You're comparing apples with oranges. Different CPU models will have different delays.
Also I meant change the NVMe drives as apart from make, model and revision you'll have different workloads in Proxmox configured. The IO delay should decrease if the CPU is busy, but this comes back to what the metric is measuring. If it were above say 20% then you might have a hardware issue, probably a configuration issue though.
I am not saying you should keep the machine if you are unhappy with it I just feel your conclusions need more evidence and I think the seller offering a refund is a positive outcome. I'm not clear on distance selling applying globally but I think it does and you could press them to pay the return charges if you're inside the distance selling window.
I compared an N5105 to an N6005, not to a Xeon, an AMD, or a Core processor. They share the same architecture (and same motherboard), hence my doubts on the BIOS configuration (that's probably where the issue lies).
If I had an IO delay of 20% I would have returned the units already.

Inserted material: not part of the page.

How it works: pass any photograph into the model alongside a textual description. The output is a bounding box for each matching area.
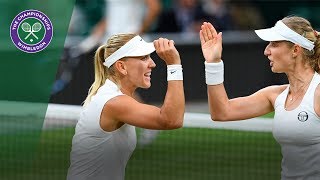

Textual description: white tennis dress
[273,73,320,180]
[67,80,136,180]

I swapped a different NVME drive in and the results are exactly the same, while idling a fresh install the IO delay sits at 1.5%.
While you consider a positive outcome, I consider it a 'meh'. In my opinion a positive outcome on a product is to try to fix it, instead of saying 'if you're not happy feel free to ship it back'.
If humanity applied the same principle we would still be at Neanderthal age.
To wrap it up, let's agree to disagree here.